WSVN -- Emil Abdalla: "The water has a calming effect."
The South Florida water is so calming, it inspired Emil to leave Philadelphia.
Emil Abdalla: "And I moved in to Harbor Islands for the beauty and safety of the community."
Not only did he get safety, this home on the water also brought him serenity.
Emil Abdalla: "It's very enjoyable to see the water at night and during the day as well and overall just enjoyable."
But of course he is on Help me Howard because the water is not always enjoyable.
Emil Abdalla: "Land back here seems to be falling slowly but surely into the canal."
Emil's property lines the canal, but, unlike most waterfront homes, a seawall does not protect his property from the creeping ocean and doesn't protect his constantly shrinking property.
Emil Abdalla: "In six years it seems like it's done approximately three feet."
Slowly, gently, during a storm, quickly and suddenly, the water erodes away the yard. Fortunately, the 18 neighbors lining the canal have an expensive but simple solution.
Emil Abdalla: "We had requested that we be able to install a seawall at no cost to anyone else other than the people that wanted to improve their property."
The seawall would protect the yard and neighborhood, so they asked their homeowner's association for approval to build seawalls and were told "nope."
Emil Abdalla: "Because neighbors are upset thinking that there is going to be boats out here and their home values are not going to go up like my home value would."

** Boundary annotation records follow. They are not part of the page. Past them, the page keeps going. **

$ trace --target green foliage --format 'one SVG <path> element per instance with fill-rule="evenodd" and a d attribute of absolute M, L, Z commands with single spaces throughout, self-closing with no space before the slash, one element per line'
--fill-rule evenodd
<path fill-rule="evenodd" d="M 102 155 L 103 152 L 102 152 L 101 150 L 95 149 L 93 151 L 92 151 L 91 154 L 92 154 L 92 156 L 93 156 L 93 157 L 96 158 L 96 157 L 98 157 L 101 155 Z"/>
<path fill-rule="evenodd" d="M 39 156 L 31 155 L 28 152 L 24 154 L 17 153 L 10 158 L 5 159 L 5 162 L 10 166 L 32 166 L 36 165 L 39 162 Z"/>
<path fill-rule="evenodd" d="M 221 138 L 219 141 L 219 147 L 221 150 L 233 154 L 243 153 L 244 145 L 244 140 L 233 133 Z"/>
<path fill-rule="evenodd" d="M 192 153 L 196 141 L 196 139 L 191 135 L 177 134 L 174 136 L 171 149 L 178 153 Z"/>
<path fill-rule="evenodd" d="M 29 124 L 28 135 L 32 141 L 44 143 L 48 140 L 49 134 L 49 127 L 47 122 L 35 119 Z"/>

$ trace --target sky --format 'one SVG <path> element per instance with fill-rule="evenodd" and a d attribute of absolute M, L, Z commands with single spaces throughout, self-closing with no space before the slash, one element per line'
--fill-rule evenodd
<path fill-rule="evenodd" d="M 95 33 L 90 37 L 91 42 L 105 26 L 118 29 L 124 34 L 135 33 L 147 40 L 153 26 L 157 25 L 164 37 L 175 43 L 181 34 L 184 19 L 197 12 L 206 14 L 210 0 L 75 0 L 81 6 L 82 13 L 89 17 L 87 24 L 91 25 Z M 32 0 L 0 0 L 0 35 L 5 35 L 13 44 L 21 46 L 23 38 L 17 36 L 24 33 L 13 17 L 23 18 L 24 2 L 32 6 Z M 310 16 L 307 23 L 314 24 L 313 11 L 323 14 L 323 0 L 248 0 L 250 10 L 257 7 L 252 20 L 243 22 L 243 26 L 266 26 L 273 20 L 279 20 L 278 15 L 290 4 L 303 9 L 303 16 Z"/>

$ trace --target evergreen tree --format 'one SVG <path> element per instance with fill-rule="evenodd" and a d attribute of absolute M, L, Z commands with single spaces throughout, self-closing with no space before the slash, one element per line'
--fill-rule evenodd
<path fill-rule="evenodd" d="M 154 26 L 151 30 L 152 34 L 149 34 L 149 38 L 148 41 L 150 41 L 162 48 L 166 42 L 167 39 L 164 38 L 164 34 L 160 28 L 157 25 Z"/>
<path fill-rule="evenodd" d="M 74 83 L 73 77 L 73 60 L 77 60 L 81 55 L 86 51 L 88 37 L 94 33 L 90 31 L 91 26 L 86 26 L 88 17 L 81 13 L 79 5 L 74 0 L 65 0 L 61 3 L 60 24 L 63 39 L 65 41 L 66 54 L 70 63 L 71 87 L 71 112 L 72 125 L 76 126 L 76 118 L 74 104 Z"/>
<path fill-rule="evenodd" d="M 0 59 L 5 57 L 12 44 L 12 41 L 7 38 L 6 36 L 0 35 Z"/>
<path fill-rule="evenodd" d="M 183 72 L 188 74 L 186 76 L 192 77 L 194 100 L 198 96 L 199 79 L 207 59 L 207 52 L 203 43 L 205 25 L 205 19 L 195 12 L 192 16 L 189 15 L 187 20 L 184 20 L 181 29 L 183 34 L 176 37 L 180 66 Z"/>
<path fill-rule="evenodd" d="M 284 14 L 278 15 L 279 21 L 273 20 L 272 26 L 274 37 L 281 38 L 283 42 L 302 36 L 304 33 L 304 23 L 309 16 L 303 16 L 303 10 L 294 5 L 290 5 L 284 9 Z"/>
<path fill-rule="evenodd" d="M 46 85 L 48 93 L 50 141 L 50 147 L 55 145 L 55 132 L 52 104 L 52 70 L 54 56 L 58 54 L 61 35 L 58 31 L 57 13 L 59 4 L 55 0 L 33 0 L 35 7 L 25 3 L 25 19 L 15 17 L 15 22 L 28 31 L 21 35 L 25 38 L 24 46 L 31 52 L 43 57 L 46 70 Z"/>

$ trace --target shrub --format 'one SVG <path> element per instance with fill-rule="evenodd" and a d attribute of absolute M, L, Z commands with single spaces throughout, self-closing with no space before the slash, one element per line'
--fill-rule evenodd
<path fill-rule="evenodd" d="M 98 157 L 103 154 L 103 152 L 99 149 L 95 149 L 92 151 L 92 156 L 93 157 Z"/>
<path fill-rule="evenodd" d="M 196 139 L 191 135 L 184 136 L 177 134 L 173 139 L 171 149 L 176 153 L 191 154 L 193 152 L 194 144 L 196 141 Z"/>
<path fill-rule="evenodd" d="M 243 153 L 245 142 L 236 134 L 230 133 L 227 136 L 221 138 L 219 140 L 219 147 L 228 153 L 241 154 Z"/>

The waterfront homeowners aren't eager to spend tens of thousands of dollars to build seawalls, but they believe they have to do it to protect their property. However, without association approval, they can't do it.
Emil Abdalla: "It's frustrating because it seems that I'm a tax-paying person on property, and I can't protect the property that I'm paying taxes on, so it's just washing into the water."
Further frustrating Emil, the association that is rejecting his seawall is responsible for protecting his property from the erosion and is not.
Emil Abdalla: "And they are supposed to maintain these alleged shorelines that do not have seawalls and things, and, although they have gotten their own survey, they claim nothing has changed."
Not believing an association can block a homeowner from protecting his own property, Emil then turned to Help Me Howard.
Howard Finkelstein: "Believe it or not, legally, they can block you from building a seawall, but they cannot block you from protecting your property, and, according to the association by laws, they do have to provide some protection for the shoreline. In this case, that means they have to pay to haul in dirt to replace the dirt that washes away."
Emil sent a letter asking the association for fill to be added to maintain his shoreline. In a letter they didn't respond to the request for dirt but did say, in principle, they agree with Emil that they would like to see changes to reduce or eliminate the restrictions on the shoreline, but that would require getting the association by laws revised.
Emil says right now the majority of members are opposed to allowing a seawall, but Howard says there may be a way to change that.
Howard Finkelstein: "All the homeowners in the association have to pay for the fill dirt. If you do it every couple of years that can get expensive, the cheaper thing to do is to allow the homeowners that live on the water to pay to build seawalls themselves. Taking money out of peoples's pockets who don't live on the water may get a few people to change their vote."
Emil Abdalla: "Without doing much here, where the grass is not running over here, if you just step on it, it easily breaks away. You can find crevasses and things that it just slowly and surely over time rushes away, and that's land that will never come back."
Patrick Fraser: "To get a seawall, Emil needs the approval of two-thirds of his neighbors. In some associations it only requires a simple majority. Pay attention to these types of association issues, a change could take away something you like and it can cost you money, or, in Emil's case, a change to the by laws could save homeowners some money."